SIX-TIME World Indoor Singles champion Alex Marshall was philosophical in defeat as he crashed out of the blue riband event to Englishman Les Gillett at the second-round stage of the Just 2017 World Professional Championships.

‘Tattie’, aiming for a record seventh crown, couldn’t quite find his very best form against the Leicestershire ace, slipping quietly out of the tournament following a 4-6, 6-8 defeat, his second loss against Gillett at Potters this year, following his and Paul Foster’s defeat to ‘Razor’ and Jason Greenslade in the pairs event.

“It was hard work out there as Les was superb,” admitted Marshall.

“I have never seen Les play like that before. He was deadly!

“I thought I played okay, although I played too many loose ends and wasn’t consistent enough. But it’s only a game of bowls.”

Tranent star Marshall had dispatched Welsh qualifier Robert Chisholm in the previous round with consummate ease, but found No. 15 seed Gillett a much tougher nut to crack.

Marshall lost the first set 6-4, but despite an early lead in the second, he soon found himself behind again.

A two-shot deficit after four ends became four after the seventh, but a treble gave Marshall a glimmer of hope, but brilliant Gillett soon closed the door on the soon-to-be 50-year-old and clinched the match by picking up a single to clinch a straight-sets victory.

Far from being down after defeat, Marshall insisted he would return in 12 months’ time, determined to add another title to his packed CV.

“I’ll be back,” he added. “I still feel I have been playing my best bowls in the last few years.

“I may be 50 in a few days, but it is just a number to me.

“If you’re still playing well and feeling okay, you can still carry on”.

Meanwhile, Joe Mower’s hopes of retaining the World Indoor Under-25 Singles title were thwarted when he lost his semi-final tie against English qualifier Martin Puckett.

The opening set was a tentative affair, with both players failing to find their best form on the portable rink.

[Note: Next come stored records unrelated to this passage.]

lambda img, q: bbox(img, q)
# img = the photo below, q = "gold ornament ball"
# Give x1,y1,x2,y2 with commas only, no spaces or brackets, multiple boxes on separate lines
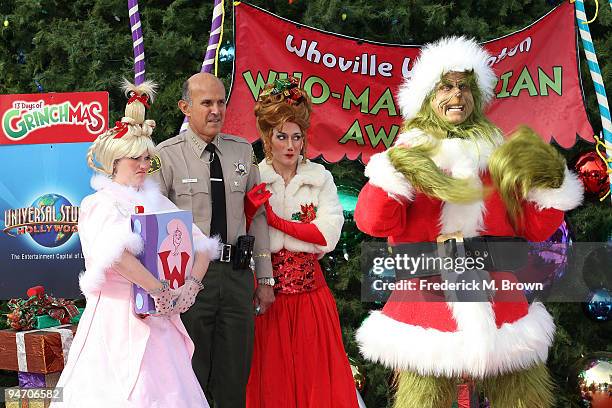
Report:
3,19,8,28
341,13,347,21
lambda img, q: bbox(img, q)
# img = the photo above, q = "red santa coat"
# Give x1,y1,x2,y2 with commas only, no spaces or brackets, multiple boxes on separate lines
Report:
355,130,583,378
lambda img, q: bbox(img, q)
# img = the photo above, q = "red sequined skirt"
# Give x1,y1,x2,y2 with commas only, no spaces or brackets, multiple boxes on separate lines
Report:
247,254,358,408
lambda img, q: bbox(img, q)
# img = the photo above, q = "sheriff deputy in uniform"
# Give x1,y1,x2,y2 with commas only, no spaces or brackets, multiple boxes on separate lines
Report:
150,73,275,408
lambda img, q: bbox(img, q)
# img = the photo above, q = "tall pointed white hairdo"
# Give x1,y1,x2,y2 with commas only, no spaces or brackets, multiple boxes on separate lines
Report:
397,36,497,121
86,79,158,176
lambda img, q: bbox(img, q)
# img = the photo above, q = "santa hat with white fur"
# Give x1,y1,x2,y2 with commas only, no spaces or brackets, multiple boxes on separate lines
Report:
397,36,497,121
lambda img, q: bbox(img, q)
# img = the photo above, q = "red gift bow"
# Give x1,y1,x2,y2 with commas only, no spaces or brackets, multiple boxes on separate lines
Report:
127,92,150,108
26,286,45,298
6,287,80,330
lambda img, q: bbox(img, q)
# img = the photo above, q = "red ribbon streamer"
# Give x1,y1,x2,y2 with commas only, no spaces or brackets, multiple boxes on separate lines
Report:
113,121,129,139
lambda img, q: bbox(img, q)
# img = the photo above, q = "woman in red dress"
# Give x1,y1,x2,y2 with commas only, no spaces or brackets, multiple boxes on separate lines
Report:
246,78,358,408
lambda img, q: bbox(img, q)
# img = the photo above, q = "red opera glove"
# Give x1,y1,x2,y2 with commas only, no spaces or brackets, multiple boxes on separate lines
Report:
264,202,327,246
245,183,272,230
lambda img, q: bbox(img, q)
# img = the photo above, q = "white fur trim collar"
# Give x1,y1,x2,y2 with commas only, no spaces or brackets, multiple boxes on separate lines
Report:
394,129,501,175
365,129,500,225
390,130,502,237
91,174,162,206
258,158,326,188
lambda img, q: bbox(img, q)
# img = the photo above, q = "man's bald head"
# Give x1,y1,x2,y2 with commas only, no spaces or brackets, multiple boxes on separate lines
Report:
181,73,225,105
178,73,227,142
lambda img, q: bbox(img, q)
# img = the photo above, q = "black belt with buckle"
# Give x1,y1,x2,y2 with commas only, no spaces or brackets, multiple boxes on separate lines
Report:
390,234,529,302
460,235,528,271
218,243,235,263
443,236,528,272
215,235,255,270
391,235,529,279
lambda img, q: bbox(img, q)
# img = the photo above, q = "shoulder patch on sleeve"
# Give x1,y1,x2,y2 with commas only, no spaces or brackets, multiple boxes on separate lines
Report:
148,155,162,174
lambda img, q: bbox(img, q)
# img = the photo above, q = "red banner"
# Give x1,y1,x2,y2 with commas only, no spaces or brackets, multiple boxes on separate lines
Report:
224,2,593,163
0,92,109,145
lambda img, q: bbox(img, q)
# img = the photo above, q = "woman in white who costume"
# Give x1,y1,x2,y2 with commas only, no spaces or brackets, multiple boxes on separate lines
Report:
51,81,219,408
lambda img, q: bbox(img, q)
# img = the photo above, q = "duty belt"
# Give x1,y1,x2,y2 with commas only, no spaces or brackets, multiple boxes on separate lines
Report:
214,235,255,270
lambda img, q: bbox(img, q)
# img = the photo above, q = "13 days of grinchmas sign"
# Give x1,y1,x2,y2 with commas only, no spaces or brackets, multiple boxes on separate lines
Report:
223,2,593,163
1,92,108,145
0,91,108,298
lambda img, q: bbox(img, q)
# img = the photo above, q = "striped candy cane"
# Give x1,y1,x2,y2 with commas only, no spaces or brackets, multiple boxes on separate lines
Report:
202,0,225,75
128,0,146,85
180,0,225,133
575,0,612,202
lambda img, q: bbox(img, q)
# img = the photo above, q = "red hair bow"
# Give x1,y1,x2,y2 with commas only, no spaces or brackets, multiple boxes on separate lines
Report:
113,121,130,139
127,92,150,108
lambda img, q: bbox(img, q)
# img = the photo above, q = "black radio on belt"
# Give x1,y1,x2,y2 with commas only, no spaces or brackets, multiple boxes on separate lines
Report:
233,235,255,270
218,235,255,269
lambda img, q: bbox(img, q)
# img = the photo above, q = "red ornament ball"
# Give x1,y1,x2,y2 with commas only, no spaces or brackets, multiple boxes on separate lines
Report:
574,152,609,197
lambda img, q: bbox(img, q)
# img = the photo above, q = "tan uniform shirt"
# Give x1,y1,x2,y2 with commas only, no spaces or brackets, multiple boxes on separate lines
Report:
151,126,273,278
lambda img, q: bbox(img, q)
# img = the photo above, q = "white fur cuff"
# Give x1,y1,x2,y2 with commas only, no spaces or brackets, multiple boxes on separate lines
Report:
79,230,144,296
194,234,222,260
122,231,146,256
527,168,584,211
365,152,414,200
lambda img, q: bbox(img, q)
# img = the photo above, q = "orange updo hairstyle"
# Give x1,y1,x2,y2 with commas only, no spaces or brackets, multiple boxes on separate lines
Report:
254,81,312,163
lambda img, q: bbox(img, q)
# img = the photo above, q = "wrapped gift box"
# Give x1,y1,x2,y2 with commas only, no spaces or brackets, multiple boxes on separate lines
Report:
131,209,194,314
18,371,61,388
5,389,49,408
34,308,83,330
0,325,76,373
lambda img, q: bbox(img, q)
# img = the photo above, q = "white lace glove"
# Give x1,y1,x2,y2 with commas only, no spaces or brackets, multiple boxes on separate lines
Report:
148,280,178,316
173,276,204,314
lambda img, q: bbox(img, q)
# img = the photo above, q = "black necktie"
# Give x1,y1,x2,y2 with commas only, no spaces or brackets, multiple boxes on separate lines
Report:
205,143,227,243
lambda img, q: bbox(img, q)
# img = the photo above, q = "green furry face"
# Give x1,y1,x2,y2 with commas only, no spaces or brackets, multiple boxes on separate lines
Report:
404,70,499,145
430,72,475,125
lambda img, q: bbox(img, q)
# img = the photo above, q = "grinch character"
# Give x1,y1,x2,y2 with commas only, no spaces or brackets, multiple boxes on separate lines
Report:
354,37,584,407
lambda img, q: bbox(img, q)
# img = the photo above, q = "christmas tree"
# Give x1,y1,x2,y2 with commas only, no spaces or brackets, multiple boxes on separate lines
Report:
1,0,610,405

After six ends, the scoreline read 4-4 but then Puckett took a firm grip on the set by taking five shots over the next three ends to take it 9-4.

In the second set, both players seemed to settle and the quality of play improved dramatically; again after six ends played it was 4-4. Puckett took a single on the seventh end before Welshman Mower, who lives in Haddington, fought back to take a single on the next end.

In the final end of the set, Puckett produced a terrific last-bowl delivery to take the set and match.